Bowler, T. (2018) Can listening to bees help save them - and us? Available at: https://www.bbc.co.uk/news/business-46131255 (Accessed: 14 November 2018).

Images/tables/photographs etc

Photographs

An example of a reference for a photograph taken from a website would be:

In-text citation:

(V267 ESX, 2015), or V267 ESX (2015)

Reference list:

V267 ESX (2015) Explore Dundee 431 SN65 0MA. Available at: https://flic.kr/p/xxssRy (Accessed: 12 January 2019).

Caption:

If you include the image as part of your assignment, caption it with a citation. For example:

Figure 1, Explore Dundee 431 SN65 0MA (V267 ESX, 2015) 

If you have already included a citation in the text, eg Figure 1 demonstrates.....(V267 ESX, 2015), then there's no need to duplicate this in the caption.

Table/graph

An example of a reference to a table/graph/illustration etc taken from a book:

Citation:

(APA, 2010, p. 177), or APA (2010, p. 177)

Reference list:

APA (2010) Publication manual of the American Psychological Association. 6th edn. Washington, DC: American Psychological Association, p.177, table.

Use either: illus./fig./diagram/logo/table at the end of your reference to best describe the item

Caption:

If you include the image as part of your assignment, caption it with a citation. For example:

Figure 1, Table 6.1. Basic Citation Styles (APA, 2010, p. 177)

If you have already included a citation in the text, eg Figure 1 demonstrates.....(APA, 2010, p. 177) then there's no need to duplicate this in the caption. 

FAQs

How do I include a quotation in my essay?

Be careful of using too many quotations. The more of somebody else's words you use, the fewer of your own your tutor has to mark.  Too many quotations can also disrupt the flow of your written work. Try, whenever possible, to paraphrase (put into your own words), and leave the quotations to make impact where you need it.

Short quotations (up to 2 or 3 lines) can be included as part of your sentence. Enclose them in 'single' or "double" quotation marks, and ensure your citation also includes a page number.

Longer quotations (more than 2 or 3 lines) should be indented as a separate paragraph. There's no need to include quotation marks round longer indented quotations, and ensure your citation also includes a page number.

How do I cite a citation from somebody else's work?

For example: the book you have read is by Mustard 2017, but Mustard refers to a work by Grover 2015 that makes a point you would like to use.

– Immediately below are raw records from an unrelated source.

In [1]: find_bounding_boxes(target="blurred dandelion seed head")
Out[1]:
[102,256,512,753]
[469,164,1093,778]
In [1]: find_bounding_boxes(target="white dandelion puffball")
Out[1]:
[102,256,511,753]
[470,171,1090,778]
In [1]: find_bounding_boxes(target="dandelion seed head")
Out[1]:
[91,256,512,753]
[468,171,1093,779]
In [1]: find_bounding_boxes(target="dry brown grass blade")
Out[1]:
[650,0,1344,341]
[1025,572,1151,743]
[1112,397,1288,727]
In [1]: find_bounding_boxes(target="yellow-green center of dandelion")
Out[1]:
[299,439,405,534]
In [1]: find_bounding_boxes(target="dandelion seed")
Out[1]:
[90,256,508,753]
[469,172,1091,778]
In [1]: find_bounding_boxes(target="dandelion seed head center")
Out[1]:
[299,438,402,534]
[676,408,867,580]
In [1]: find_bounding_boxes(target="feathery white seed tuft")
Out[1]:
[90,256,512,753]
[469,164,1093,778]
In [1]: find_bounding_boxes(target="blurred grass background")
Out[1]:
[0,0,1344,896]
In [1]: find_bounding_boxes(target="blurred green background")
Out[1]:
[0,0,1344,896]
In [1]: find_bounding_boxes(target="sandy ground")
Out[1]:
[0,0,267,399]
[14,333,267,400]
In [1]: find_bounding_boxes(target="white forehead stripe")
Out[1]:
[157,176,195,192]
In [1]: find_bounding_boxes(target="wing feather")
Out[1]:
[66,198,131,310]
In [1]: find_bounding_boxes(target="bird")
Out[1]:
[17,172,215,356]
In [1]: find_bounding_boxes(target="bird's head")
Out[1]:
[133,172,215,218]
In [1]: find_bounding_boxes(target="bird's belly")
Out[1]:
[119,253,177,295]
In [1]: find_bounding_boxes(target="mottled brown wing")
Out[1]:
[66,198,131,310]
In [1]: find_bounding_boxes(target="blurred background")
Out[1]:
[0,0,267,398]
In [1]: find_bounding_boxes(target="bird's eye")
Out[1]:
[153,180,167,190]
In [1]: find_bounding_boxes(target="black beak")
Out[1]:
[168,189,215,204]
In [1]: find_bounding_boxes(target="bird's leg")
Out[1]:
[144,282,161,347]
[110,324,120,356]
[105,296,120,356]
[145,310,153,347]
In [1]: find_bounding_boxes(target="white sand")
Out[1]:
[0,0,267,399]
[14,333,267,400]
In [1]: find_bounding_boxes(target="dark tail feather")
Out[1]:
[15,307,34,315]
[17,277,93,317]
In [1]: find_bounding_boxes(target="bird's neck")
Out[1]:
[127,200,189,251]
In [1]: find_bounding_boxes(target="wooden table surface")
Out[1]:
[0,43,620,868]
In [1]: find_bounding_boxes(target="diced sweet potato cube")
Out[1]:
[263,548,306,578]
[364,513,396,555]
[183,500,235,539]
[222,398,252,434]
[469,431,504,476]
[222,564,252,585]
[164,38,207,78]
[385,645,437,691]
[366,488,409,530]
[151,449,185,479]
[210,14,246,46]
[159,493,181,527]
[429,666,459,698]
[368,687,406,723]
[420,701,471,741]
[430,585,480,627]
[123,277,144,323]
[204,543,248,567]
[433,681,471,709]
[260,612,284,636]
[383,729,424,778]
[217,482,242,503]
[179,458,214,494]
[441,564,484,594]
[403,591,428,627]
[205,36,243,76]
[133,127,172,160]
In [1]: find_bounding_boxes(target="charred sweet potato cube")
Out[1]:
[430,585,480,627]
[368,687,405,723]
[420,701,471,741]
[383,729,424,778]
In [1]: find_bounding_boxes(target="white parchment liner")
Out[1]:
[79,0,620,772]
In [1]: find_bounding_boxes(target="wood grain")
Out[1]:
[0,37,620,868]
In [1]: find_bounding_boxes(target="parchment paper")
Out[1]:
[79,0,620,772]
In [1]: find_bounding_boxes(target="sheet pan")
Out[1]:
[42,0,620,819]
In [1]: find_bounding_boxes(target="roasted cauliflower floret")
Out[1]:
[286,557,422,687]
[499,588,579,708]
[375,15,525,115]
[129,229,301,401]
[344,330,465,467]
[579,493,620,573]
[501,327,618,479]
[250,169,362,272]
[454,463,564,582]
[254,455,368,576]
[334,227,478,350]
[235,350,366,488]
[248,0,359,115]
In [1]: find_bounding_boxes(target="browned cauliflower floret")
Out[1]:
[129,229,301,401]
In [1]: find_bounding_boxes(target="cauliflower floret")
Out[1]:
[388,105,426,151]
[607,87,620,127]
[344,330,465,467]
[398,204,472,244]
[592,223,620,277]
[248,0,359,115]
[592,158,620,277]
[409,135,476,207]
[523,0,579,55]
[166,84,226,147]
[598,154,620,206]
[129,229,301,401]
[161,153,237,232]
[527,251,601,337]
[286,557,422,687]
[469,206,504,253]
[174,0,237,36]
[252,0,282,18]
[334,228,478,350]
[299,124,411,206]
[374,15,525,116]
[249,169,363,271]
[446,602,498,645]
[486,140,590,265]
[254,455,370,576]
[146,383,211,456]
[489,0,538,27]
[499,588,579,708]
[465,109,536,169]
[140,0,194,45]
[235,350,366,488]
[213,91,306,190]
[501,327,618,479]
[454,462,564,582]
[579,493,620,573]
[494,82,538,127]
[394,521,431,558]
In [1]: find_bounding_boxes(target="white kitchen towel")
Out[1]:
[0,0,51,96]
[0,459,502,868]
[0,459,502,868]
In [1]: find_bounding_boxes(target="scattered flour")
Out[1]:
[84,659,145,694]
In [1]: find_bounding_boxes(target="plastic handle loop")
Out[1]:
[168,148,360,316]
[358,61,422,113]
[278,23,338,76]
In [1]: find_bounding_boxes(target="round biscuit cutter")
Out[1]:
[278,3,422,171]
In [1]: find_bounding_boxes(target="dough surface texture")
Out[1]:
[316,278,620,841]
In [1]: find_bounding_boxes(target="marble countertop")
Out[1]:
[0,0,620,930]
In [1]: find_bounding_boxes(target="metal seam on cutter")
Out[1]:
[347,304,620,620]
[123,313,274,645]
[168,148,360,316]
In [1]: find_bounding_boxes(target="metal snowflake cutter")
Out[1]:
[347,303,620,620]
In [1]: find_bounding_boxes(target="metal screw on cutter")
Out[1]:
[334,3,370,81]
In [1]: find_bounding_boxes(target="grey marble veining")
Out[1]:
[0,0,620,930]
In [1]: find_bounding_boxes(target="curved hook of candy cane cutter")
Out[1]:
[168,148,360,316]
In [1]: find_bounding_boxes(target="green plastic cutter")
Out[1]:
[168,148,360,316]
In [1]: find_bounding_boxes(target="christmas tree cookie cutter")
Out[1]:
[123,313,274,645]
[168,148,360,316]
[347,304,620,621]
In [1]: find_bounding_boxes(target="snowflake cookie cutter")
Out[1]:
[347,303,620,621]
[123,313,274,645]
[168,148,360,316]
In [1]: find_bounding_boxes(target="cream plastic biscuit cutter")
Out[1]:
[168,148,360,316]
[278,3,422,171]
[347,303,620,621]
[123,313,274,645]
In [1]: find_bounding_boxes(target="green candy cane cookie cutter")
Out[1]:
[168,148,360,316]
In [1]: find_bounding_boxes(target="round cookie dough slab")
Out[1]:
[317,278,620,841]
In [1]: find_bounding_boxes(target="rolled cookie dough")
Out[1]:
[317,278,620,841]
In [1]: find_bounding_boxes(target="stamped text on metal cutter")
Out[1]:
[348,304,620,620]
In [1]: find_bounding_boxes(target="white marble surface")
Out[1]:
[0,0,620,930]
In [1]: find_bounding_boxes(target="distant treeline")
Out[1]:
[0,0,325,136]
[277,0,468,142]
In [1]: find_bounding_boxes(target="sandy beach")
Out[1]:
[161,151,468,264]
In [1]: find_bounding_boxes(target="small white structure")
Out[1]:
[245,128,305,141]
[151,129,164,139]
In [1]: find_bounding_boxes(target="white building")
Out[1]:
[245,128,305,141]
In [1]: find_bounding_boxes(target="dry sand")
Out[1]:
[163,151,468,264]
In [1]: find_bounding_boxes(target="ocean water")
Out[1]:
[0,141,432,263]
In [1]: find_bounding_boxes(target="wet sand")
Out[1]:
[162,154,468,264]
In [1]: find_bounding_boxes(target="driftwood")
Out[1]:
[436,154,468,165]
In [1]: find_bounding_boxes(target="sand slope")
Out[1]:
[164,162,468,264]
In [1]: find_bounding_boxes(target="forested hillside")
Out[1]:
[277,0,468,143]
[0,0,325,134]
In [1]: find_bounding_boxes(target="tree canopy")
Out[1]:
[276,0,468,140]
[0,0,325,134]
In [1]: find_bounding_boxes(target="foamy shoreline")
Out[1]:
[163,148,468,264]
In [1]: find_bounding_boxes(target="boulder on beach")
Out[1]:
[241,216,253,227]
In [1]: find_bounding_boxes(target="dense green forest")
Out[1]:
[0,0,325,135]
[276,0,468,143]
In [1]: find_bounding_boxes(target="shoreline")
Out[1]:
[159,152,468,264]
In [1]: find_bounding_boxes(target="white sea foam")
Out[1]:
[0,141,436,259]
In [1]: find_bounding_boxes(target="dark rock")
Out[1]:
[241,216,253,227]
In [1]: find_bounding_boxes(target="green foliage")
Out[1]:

This is called secondary referencing.

  • Ideally, source the original work by Grover and reference that as you would anything else
  • Alternatively, reference it as a secondary reference eg,

In-text citation:

(Grover, 2015, cited in Mustard, 2017)

Reference list:

Mustard, C. (2017) etc 

This way, your citation nods to the work that you want to use, but your reference list indicates the work you have actually read.

Secondary referencing is considered to be poor academic practice. Sometimes, however, it's just not possible to track down the original work, and the point you're trying to make is too important to miss it out. That's fine; just try to avoid too many secondary references.
How do I add more than one source into a citation?

Sometimes multiple works will support the point you are trying to make and you may want to add them to the same in-text citation.

That's fine; just separate them with a semicolon eg,

(Grover, 2016; Clark, 2017)

This indicates that both Grover and Clark support the point you are making.

How do I reference a report/article found on a website?

Sometimes what you're trying to reference doesn't fall neatly into a specific category; it can be a mixture of, for example, a website and an article. In these cases you may need to merge the two. Remember, you're trying to make it as clear as possible to the reader what it is you've read, so bear that in mind when you're deciding what to include and use this consistently.

An example of a report found on the web might be:

SportScotland (2015) Active schools. Available at: https://sportscotland.org.uk/media-imported/1783473/active-schools-booklet-new.pdf (Accessed: 6 March 2019)

If the report as named authors, use these. Otherwise, use the organisation as the author.